Jashan "Jason" Eison always had a hankering to own his own business.
But his route to becoming CEO and an owner of a growing elevator manufacturer in north Minneapolis, wasn't conventional.
"I was scared," Eison, 37, recalled when he learned that the former owner of H&B Elevators several years ago wanted to get rid of the then-waning operation. "I thought, 'What is going to happen to me, my job and my colleagues?' "
Eison, a Milwaukee native with a construction management degree, left that trade to sign on at H&B as sales and marketing director in 2007. The firm had been owned since the 1950s by construction giant Kraus-Anderson.
H&B, based at the time on E. Lake Street, was a minor, underperforming business for Kraus-Anderson.
In 2012, Kraus-Anderson brass told Eison and H&B CFO Fred Poferl that they wanted to exit the business.
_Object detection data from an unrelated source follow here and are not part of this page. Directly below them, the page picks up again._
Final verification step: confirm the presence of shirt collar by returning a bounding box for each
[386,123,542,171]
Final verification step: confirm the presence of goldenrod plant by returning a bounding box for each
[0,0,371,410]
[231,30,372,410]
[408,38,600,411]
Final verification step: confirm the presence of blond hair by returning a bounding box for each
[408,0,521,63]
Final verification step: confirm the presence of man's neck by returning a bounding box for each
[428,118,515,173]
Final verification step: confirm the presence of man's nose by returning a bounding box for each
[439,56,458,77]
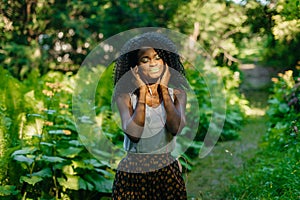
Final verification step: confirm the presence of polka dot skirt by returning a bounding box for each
[112,154,187,200]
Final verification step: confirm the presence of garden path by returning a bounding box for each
[185,64,275,200]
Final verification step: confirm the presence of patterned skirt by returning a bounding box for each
[112,153,187,200]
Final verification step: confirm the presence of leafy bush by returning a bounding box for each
[230,68,300,199]
[0,69,114,199]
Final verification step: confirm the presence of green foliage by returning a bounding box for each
[230,68,300,199]
[244,0,300,68]
[1,72,114,199]
[168,0,248,66]
[181,62,248,170]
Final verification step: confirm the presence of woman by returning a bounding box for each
[112,32,187,200]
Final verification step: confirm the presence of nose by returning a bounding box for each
[149,59,157,66]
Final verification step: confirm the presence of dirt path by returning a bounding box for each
[186,64,274,200]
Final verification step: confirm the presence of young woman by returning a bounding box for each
[112,32,187,200]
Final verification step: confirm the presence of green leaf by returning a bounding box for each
[279,103,290,113]
[57,147,83,158]
[14,155,34,165]
[72,160,94,169]
[20,176,43,185]
[40,142,54,147]
[12,147,37,156]
[32,168,52,178]
[83,174,113,193]
[42,156,65,163]
[0,185,20,196]
[57,175,87,190]
[48,130,65,135]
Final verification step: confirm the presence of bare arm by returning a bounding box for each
[160,85,186,135]
[117,86,147,142]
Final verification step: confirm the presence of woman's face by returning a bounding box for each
[138,47,165,83]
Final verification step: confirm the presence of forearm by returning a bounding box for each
[123,87,146,142]
[160,86,185,135]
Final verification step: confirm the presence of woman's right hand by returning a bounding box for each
[130,66,146,88]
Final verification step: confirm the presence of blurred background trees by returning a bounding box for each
[0,0,300,198]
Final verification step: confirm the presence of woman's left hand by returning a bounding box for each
[159,64,171,87]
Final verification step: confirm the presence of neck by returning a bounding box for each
[147,83,158,96]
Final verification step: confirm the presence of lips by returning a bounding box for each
[149,67,159,73]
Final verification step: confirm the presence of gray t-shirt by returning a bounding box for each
[124,88,176,154]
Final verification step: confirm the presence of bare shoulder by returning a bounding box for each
[116,93,130,105]
[173,88,186,100]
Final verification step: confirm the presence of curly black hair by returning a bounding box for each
[114,32,186,95]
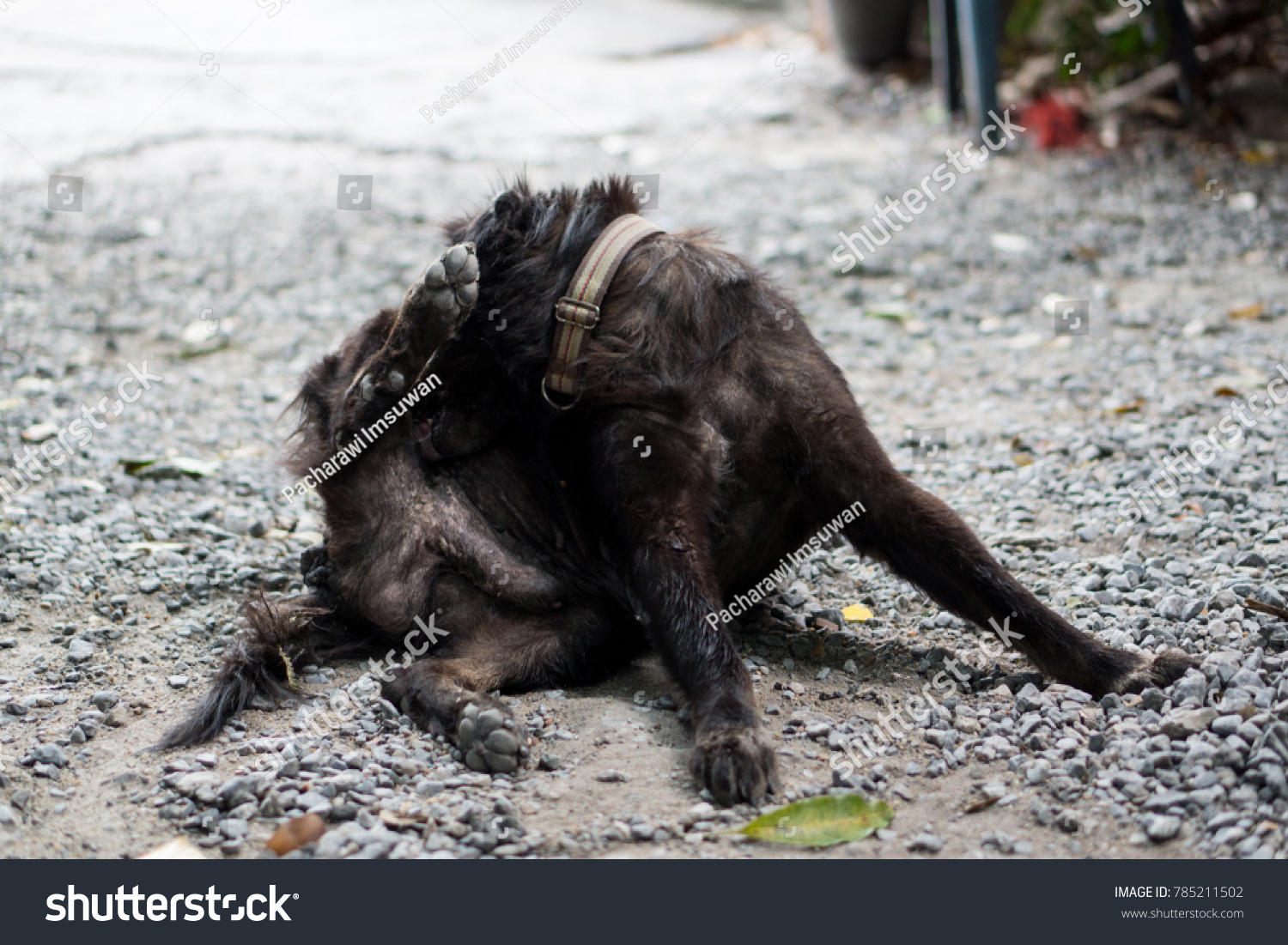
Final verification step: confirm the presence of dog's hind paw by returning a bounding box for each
[404,244,479,327]
[690,729,778,806]
[1110,648,1198,693]
[456,702,528,774]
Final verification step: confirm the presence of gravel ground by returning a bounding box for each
[0,2,1288,857]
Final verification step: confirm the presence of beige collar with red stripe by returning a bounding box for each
[541,214,664,411]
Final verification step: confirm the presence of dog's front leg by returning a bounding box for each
[587,411,777,805]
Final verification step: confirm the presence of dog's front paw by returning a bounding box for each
[301,545,340,595]
[455,700,528,774]
[690,728,778,806]
[404,244,479,334]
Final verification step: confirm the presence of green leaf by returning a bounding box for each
[737,795,894,847]
[120,456,219,479]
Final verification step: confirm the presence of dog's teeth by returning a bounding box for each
[456,282,479,306]
[424,262,447,288]
[443,244,471,282]
[459,252,479,282]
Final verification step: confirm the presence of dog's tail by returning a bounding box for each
[155,592,362,749]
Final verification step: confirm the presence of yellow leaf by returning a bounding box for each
[1229,301,1267,318]
[737,795,894,847]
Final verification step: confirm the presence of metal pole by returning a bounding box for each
[957,0,999,131]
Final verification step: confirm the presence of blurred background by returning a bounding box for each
[0,0,1288,515]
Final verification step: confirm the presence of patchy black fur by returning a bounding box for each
[166,179,1189,803]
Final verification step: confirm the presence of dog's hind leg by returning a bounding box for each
[383,592,644,772]
[803,406,1190,698]
[579,409,778,805]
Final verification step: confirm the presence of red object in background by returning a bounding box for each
[1020,95,1082,151]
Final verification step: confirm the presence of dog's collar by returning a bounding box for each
[541,214,664,411]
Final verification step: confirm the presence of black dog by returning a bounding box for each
[170,180,1190,803]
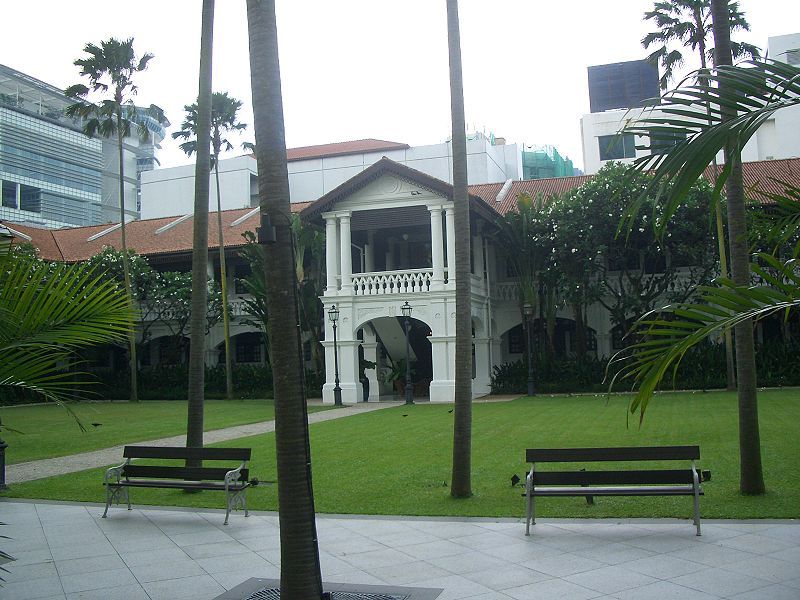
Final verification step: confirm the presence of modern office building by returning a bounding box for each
[0,65,169,227]
[581,33,800,174]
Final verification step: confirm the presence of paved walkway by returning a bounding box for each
[0,499,800,600]
[7,402,402,486]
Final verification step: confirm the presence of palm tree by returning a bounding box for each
[618,55,800,494]
[642,0,760,390]
[64,38,164,402]
[247,0,322,600]
[186,0,214,466]
[642,0,761,90]
[0,250,133,410]
[447,0,472,498]
[172,92,247,400]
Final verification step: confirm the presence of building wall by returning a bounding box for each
[141,133,522,219]
[0,106,103,227]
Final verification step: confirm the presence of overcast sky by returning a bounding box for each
[0,0,800,167]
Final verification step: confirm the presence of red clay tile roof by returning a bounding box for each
[704,158,800,204]
[469,175,592,215]
[4,202,309,262]
[286,138,410,162]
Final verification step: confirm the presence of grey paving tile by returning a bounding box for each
[211,562,281,590]
[398,540,469,560]
[522,554,606,577]
[142,575,225,600]
[50,540,117,560]
[667,544,757,567]
[722,556,800,583]
[130,558,206,583]
[408,575,492,600]
[0,561,58,593]
[67,583,150,600]
[2,540,53,566]
[170,529,233,546]
[463,565,551,591]
[481,540,564,563]
[366,561,452,585]
[194,552,273,575]
[503,579,601,600]
[730,584,800,600]
[614,581,724,600]
[572,543,655,565]
[622,554,707,579]
[55,554,125,577]
[671,567,772,597]
[61,569,138,594]
[342,548,416,571]
[719,533,792,554]
[119,546,188,567]
[564,565,658,594]
[2,575,64,600]
[428,550,505,575]
[182,542,252,559]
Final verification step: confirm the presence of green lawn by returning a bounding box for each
[3,390,800,519]
[0,400,332,464]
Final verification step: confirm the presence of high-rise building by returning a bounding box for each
[0,65,169,227]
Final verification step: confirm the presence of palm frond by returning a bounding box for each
[607,253,800,420]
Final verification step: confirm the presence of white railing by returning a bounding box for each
[492,282,519,300]
[353,269,433,296]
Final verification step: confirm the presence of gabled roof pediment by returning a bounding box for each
[300,156,496,223]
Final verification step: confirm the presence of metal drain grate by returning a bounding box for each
[244,588,411,600]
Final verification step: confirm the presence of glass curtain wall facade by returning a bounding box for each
[0,104,103,227]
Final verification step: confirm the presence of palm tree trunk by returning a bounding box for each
[214,162,233,400]
[186,0,214,463]
[447,0,472,498]
[694,14,736,391]
[711,0,765,494]
[117,113,139,402]
[247,0,322,600]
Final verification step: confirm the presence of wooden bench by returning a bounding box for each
[524,446,703,535]
[103,446,251,525]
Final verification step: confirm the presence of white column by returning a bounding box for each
[364,231,375,273]
[428,206,444,289]
[386,238,395,271]
[325,215,339,295]
[444,206,456,284]
[339,214,353,296]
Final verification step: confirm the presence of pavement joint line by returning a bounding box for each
[6,401,403,485]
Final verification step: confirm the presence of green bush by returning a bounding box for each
[492,340,800,394]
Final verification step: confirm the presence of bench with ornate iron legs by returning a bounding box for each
[524,446,703,535]
[103,446,252,525]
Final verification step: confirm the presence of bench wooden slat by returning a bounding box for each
[525,446,700,463]
[122,446,253,461]
[533,469,694,486]
[122,464,249,481]
[108,479,249,491]
[523,485,703,497]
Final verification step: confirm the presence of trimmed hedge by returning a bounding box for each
[492,340,800,394]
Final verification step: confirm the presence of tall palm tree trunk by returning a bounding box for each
[694,6,736,391]
[711,0,765,494]
[117,112,139,402]
[247,0,322,600]
[186,0,214,462]
[447,0,472,498]
[214,162,233,400]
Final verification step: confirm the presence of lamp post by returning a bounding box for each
[522,302,536,396]
[328,304,343,406]
[400,300,414,404]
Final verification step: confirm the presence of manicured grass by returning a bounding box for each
[3,390,800,519]
[0,400,332,464]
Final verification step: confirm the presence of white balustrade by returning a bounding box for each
[351,269,433,296]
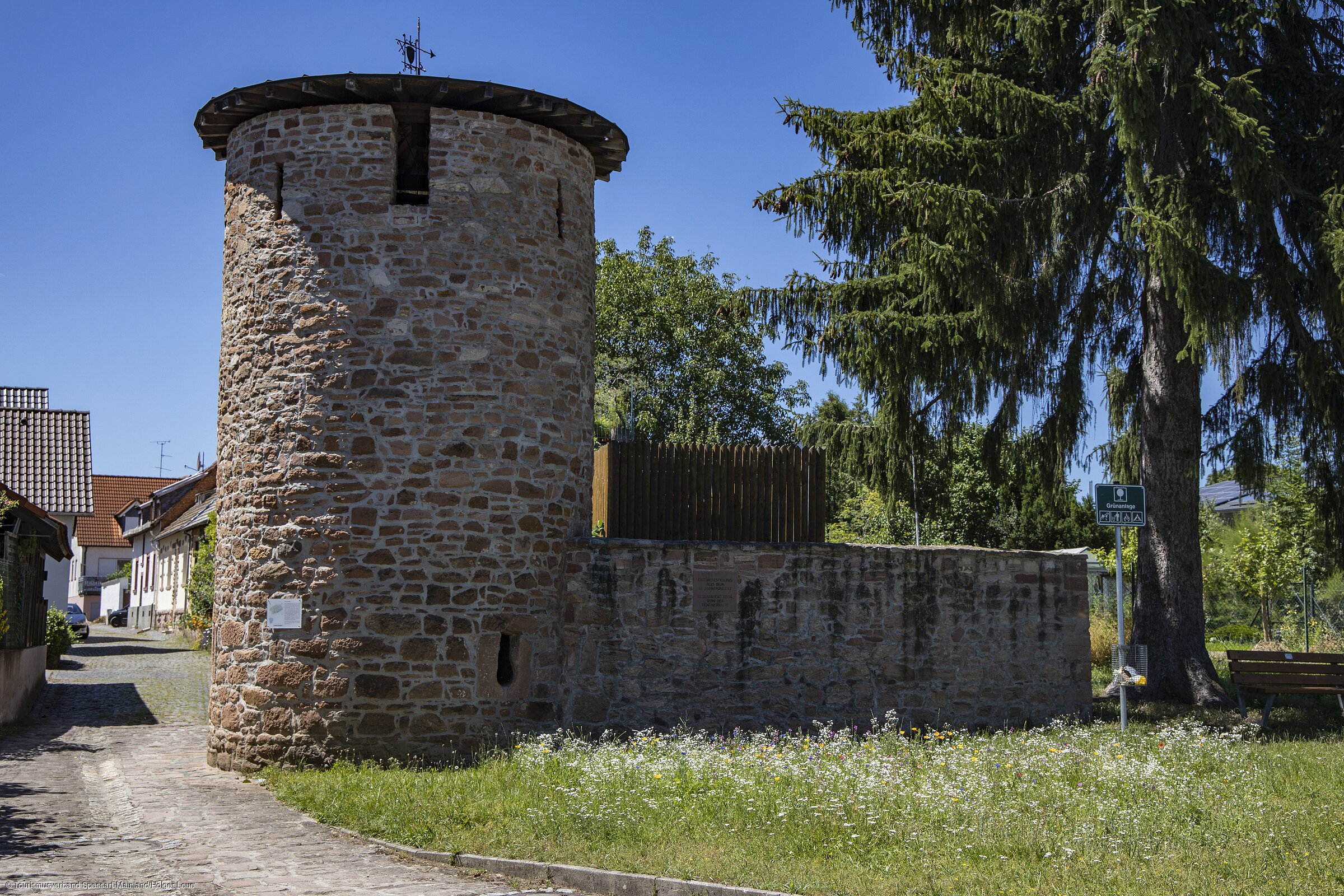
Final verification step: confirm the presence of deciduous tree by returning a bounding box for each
[594,227,808,445]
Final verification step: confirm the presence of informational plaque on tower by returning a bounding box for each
[266,598,304,631]
[691,570,738,613]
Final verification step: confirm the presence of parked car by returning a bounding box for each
[66,603,88,640]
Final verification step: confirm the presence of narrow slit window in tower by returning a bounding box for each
[494,634,514,688]
[393,105,429,206]
[555,180,564,240]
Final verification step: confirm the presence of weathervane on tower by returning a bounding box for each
[396,16,434,75]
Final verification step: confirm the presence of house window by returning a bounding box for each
[393,104,429,206]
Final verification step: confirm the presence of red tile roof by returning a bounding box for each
[75,474,178,548]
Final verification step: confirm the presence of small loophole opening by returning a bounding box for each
[272,162,285,220]
[555,180,564,242]
[393,104,430,206]
[494,634,514,688]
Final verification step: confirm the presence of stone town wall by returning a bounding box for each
[563,539,1091,731]
[207,105,594,767]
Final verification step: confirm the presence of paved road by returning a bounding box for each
[0,626,545,896]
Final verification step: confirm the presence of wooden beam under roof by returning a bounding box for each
[196,73,629,180]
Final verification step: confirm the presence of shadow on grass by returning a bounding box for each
[1093,658,1344,740]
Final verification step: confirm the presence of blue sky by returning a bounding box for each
[0,0,1150,484]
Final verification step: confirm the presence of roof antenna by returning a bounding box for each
[396,16,434,75]
[151,439,172,477]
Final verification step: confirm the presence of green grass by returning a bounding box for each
[268,700,1344,896]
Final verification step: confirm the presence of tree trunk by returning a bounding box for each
[1135,274,1231,707]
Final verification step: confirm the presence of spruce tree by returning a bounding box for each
[757,0,1344,704]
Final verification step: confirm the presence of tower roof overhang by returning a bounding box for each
[196,74,631,180]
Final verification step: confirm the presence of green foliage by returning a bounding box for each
[799,394,1112,551]
[594,227,808,445]
[1208,622,1261,643]
[1200,444,1333,634]
[263,720,1344,896]
[183,513,215,630]
[47,607,75,669]
[757,0,1344,525]
[755,0,1344,703]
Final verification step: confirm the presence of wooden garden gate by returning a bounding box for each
[592,442,827,542]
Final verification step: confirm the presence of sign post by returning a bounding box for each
[1095,485,1148,731]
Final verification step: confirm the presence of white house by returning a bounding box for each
[68,474,176,619]
[117,465,215,629]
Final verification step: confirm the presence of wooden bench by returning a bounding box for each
[1227,650,1344,727]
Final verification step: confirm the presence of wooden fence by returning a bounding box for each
[592,442,827,542]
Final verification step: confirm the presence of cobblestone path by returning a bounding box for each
[0,626,545,896]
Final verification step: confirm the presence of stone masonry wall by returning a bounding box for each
[563,539,1091,731]
[207,105,594,768]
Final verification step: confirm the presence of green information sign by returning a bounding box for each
[1096,485,1148,525]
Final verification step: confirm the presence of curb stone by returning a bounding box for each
[328,825,794,896]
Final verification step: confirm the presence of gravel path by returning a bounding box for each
[0,626,545,896]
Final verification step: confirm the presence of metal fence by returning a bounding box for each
[592,442,827,542]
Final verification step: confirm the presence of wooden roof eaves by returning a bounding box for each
[196,73,629,180]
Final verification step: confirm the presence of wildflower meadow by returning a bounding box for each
[268,720,1344,895]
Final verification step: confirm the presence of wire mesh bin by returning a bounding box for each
[1110,643,1148,685]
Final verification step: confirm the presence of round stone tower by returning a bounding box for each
[196,75,626,768]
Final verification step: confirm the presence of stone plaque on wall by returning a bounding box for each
[266,598,304,630]
[691,570,738,613]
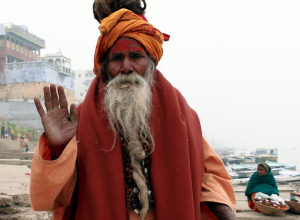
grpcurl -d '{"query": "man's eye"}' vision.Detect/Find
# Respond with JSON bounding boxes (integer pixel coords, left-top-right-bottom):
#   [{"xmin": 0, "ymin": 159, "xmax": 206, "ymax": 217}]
[
  {"xmin": 111, "ymin": 56, "xmax": 121, "ymax": 60},
  {"xmin": 131, "ymin": 53, "xmax": 142, "ymax": 58}
]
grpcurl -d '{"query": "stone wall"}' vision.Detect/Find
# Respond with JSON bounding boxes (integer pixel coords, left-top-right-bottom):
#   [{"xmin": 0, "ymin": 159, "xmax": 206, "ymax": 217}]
[
  {"xmin": 2, "ymin": 61, "xmax": 75, "ymax": 91},
  {"xmin": 0, "ymin": 82, "xmax": 74, "ymax": 103},
  {"xmin": 0, "ymin": 194, "xmax": 53, "ymax": 220}
]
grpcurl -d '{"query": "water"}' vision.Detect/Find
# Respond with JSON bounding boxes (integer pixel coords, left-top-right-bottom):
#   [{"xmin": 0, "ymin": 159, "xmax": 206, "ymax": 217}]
[{"xmin": 226, "ymin": 148, "xmax": 300, "ymax": 171}]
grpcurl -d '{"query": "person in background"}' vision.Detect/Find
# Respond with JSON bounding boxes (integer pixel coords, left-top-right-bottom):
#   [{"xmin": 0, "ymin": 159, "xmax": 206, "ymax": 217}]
[
  {"xmin": 1, "ymin": 125, "xmax": 5, "ymax": 138},
  {"xmin": 245, "ymin": 163, "xmax": 279, "ymax": 212},
  {"xmin": 10, "ymin": 129, "xmax": 15, "ymax": 140},
  {"xmin": 30, "ymin": 0, "xmax": 236, "ymax": 220},
  {"xmin": 7, "ymin": 128, "xmax": 11, "ymax": 139},
  {"xmin": 20, "ymin": 137, "xmax": 28, "ymax": 153}
]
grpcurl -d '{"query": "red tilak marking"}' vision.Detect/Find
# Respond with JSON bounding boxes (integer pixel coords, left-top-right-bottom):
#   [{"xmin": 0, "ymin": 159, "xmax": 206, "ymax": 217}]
[{"xmin": 110, "ymin": 38, "xmax": 145, "ymax": 54}]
"They essentially said, 'Go sell this company for us,' " Eison recalled. "I said wait a minute. I'd like to take a crack at this. But I didn't know exactly what to do. Fred and I started talking."
Eison turned for advice from the Metropolitan Economic Development Association (MEDA), which works to build minority-owned businesses. Kraus-Anderson, which also was courting other buyers, decided to try to make something work with Eison and Poferl.